Дверь резко распахнулась и из кабинета стремительно вышел среднего роста жилистый мужчина тридцати с небольшим лет в белом халате и шапочке. Широко шагая, он быстро шел по коридору. На пороге третьей палаты, где лежали больные сыпным тифом, в его рукав вцепилась девочка-подросток лет двенадцати или тринадцати:
— Доктор, пожалуйста, спасите мою маму, — молила она, — она умирает!
— Что ты тут делаешь?! — возмутился он, — Уходи сейчас же, здесь заразные больные.
— Пожалуйста, помогите ей! — не отпускала его девочка.
— Я делаю все, что могу, — отмахнулся он и добавил, чуть мягче, — Иди домой!
Девочка не уходила, она сняла и трясущимися руками развязала свой заплечный мешок.
— Вот, — показала она ему содержимое, — у меня есть продукты, я отблагодарю. Только вылечите маму.
Доктор посмотрел на лежащее в мешке продовольствие, глаза его сузились и он процедил сквозь зубы:
— Немедленно убирайся и никому никогда не показывай то, что лежит в твоем мешке! Настя! — уже крикнул он находившейся неподалеку медсестре, — выведи посторонних, не место здесь детям!
Немедленно подбежавшая Настя заохала и, обняв девочку за плечи, повела в сторону выхода, приговаривая.
— У нас очень хороший доктор. Он обязательно поможет твоей маме. Его зовут — Савицкий Николай Сергеевич, запомни это имя.

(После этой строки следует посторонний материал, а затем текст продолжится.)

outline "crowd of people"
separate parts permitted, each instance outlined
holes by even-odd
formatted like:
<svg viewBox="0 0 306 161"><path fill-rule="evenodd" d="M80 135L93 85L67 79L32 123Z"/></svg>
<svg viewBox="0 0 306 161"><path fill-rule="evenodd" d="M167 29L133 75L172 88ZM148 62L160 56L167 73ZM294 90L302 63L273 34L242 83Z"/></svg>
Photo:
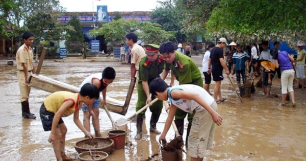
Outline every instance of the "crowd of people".
<svg viewBox="0 0 306 161"><path fill-rule="evenodd" d="M176 46L171 42L166 42L160 45L155 44L144 44L143 47L137 43L138 36L134 33L125 35L125 43L120 48L120 61L126 61L130 56L131 77L137 77L138 99L136 111L150 103L156 98L155 102L149 107L151 112L150 120L150 132L160 134L160 141L165 142L166 135L171 122L175 124L180 134L184 130L184 120L188 121L185 139L186 149L191 160L200 160L205 157L206 151L212 148L215 124L220 125L222 118L217 112L217 104L224 102L226 98L221 95L221 82L223 80L223 69L228 76L231 73L236 74L238 85L245 82L245 78L251 72L254 75L261 73L265 98L269 97L272 79L277 69L279 69L279 77L282 81L282 102L286 104L286 97L289 92L292 105L295 105L293 88L294 78L294 66L295 66L297 87L302 82L304 88L305 75L304 64L305 50L302 49L303 42L299 41L297 58L294 60L292 55L285 51L278 51L279 43L274 43L274 49L269 51L267 42L262 43L263 50L260 53L259 46L252 45L250 56L243 51L242 46L232 42L229 44L224 38L220 38L215 45L208 45L202 60L202 72L205 76L205 84L201 73L197 65L190 58L191 47L188 44L184 50L182 44ZM20 47L16 54L17 78L19 84L22 106L22 116L24 118L35 119L35 115L30 111L28 98L30 87L28 85L30 72L35 73L33 63L33 54L31 46L34 35L26 32L22 35L24 44ZM226 45L230 46L226 52L223 51ZM224 56L226 57L226 60ZM250 62L250 65L247 64ZM249 68L248 71L247 70ZM255 74L256 73L256 74ZM215 81L214 93L210 91L211 75ZM171 76L171 82L167 84L164 81ZM95 136L100 136L99 122L99 104L106 104L106 89L113 83L116 72L112 67L105 68L103 72L92 74L86 78L80 86L80 92L73 94L67 91L58 91L47 97L40 109L40 119L43 130L51 131L48 141L52 143L58 160L71 159L65 153L65 140L67 132L62 117L73 114L73 120L78 127L87 137L92 138L90 133L90 118L94 129ZM174 84L174 80L178 82ZM101 92L103 98L99 99ZM161 133L156 128L163 107L163 101L169 101L169 115L165 127ZM83 124L79 119L79 110L84 112ZM142 139L142 125L145 110L137 116L136 140ZM175 117L175 118L174 118Z"/></svg>
<svg viewBox="0 0 306 161"><path fill-rule="evenodd" d="M273 49L270 50L268 41L263 41L261 48L256 43L253 43L249 55L243 50L242 45L236 44L234 41L227 44L226 40L224 38L221 38L215 47L213 47L213 43L209 44L203 55L202 64L205 78L205 88L210 93L209 84L212 75L216 85L214 94L211 95L214 95L215 100L217 103L223 102L225 98L221 95L220 86L221 81L223 79L222 71L224 68L227 76L230 73L233 75L236 74L238 86L241 85L241 78L242 84L244 85L247 76L249 80L252 80L260 76L264 95L263 98L268 98L271 96L272 80L277 75L280 80L282 86L283 98L280 105L286 105L286 99L289 93L291 98L292 105L295 106L296 102L293 86L295 73L295 88L303 89L305 85L305 51L303 48L305 44L301 41L297 42L297 56L295 59L294 55L289 54L286 51L279 51L279 42L274 41L273 44ZM230 47L223 52L222 49L225 45ZM226 58L227 65L224 62L223 56ZM211 75L211 73L212 73Z"/></svg>

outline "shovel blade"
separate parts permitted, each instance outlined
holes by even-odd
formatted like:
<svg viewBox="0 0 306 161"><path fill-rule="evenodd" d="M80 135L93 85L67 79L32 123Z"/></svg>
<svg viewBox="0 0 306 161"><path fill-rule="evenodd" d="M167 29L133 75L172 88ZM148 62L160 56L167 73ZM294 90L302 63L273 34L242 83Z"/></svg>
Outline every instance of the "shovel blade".
<svg viewBox="0 0 306 161"><path fill-rule="evenodd" d="M126 123L128 123L129 121L123 118L121 118L118 120L117 120L115 122L116 124L117 124L117 126L122 126L124 125L125 125Z"/></svg>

Девочка выкрутилась из-под ее руки и заявила, что она знает, где выход и дойдет туда самостоятельно.
Вечно занятая медсестра, напутствовала ее "надеяться на лучшее" и, развернувшись на каблуках, помчалась по своим делам.
Девочка огляделась, вернулась к больничной палате и заглянула сквозь приоткрытую дверь, туда, где лежала ее мать. У постели матери стоял тот самый доктор, которого она просила о помощи, и разговаривал с молоденькой санитаркой.
— Аида Кош у нас во Дворце пионеров хоровой кружок вела, — щебетала санитарка, — мы песни разные пели, как же мне этого сейчас не хватает. Я очень петь люблю.
— И что пели? — поинтересовался доктор.
— Ну, наши советские песни пели, еще народные. А сама она романсы любила. У нее муж в первые дни войны на фронт ушел и говорят, что без вести пропал.
— На фронт значит ушел… — протянул доктор и сухо сообщил стоявшей рядом санитарке, — в общем, допелась она, Наташа, не жилец больше. И не смейте тратить на нее лекарство, его и так не хватает.